Migalhas de Peso

Antes tarde do que nunca...

A União Federal, através da sua Secretária de Coordenação e Governança do Patrimônio da União (SPU), editou recentemente normativo que franqueia aos titulares de imóveis em regime de aforamento a remição total desse.

9/2/2022

(Imagem: Arte Migalhas)

Um dos ônus mais anacrônicos do ordenamento jurídico destes trópicos, o “foro anual” devido pelos ocupantes de imóveis “de marinha”, no importe de 0.6% do valor do respectivo terreno, aparenta estar adentrando seu ocaso, ao menos para 413 dos 49.365 imóveis em regime de aforamento localizados em Pernambuco. 

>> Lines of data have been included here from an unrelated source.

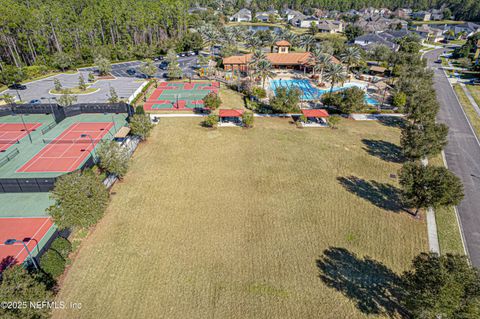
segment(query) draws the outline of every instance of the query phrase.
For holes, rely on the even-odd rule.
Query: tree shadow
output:
[[[337,180],[346,190],[379,208],[393,212],[403,210],[400,190],[393,185],[373,180],[367,181],[356,176],[337,177]]]
[[[386,162],[403,163],[405,161],[402,149],[393,143],[383,140],[367,139],[363,139],[362,143],[365,144],[366,147],[363,149],[367,151],[368,154],[381,158]]]
[[[381,262],[357,257],[345,248],[330,247],[317,261],[320,279],[355,302],[368,315],[408,315],[401,301],[401,278]]]
[[[13,256],[7,256],[0,261],[0,272],[4,271],[10,266],[17,264],[17,259]]]
[[[404,128],[405,127],[405,119],[401,117],[393,117],[393,116],[378,116],[378,122],[389,127],[396,127],[396,128]]]

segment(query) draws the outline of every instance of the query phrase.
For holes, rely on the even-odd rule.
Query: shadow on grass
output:
[[[401,278],[381,262],[330,247],[317,260],[320,279],[355,302],[368,315],[407,316]]]
[[[390,127],[404,128],[405,120],[401,117],[392,117],[392,116],[379,116],[377,117],[378,122]]]
[[[403,163],[405,161],[402,149],[393,143],[382,140],[367,139],[363,139],[362,143],[366,146],[363,149],[372,156],[393,163]]]
[[[356,176],[337,177],[349,192],[368,200],[373,205],[393,212],[402,211],[400,190],[390,184],[367,181]]]

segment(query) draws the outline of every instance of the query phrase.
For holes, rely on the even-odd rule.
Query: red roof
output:
[[[242,117],[242,110],[220,110],[220,117]]]
[[[277,42],[275,42],[275,45],[277,47],[289,47],[289,46],[291,46],[290,42],[285,41],[285,40],[277,41]]]
[[[302,110],[305,117],[329,117],[327,110]]]

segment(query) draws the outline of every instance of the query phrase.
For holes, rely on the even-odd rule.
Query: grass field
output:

A União Federal, através da sua Secretária de Coordenação e Governança do Patrimônio da União (SPU), editou recentemente normativo que franqueia aos titulares de imóveis em regime de aforamento a remição total desse. Aderindo ao programa “SPU +” o contribuinte poderá adquirir da União a fração do imóvel pertencente àquela (correspondente a 17% da respectiva área), com desconto - de 25% - para pagamento à vista. Para além de exonerar o titular do dispêndio anual com o “foro”, o exime, outrossim, do encargo do “laudêmio” em caso de alienação futura (esse equivalente a 5% do valor atualizado do terreno), a par de possibilitar que o imóvel doravante possa ser ofertado em garantia sem necessidade de prévia anuência da SPU. Além de imóveis em Pernambuco, a fase inicial do programa engloba outros igualmente no Espírito Santo, Rio de Janeiro, Santa Catarina e São Paulo! 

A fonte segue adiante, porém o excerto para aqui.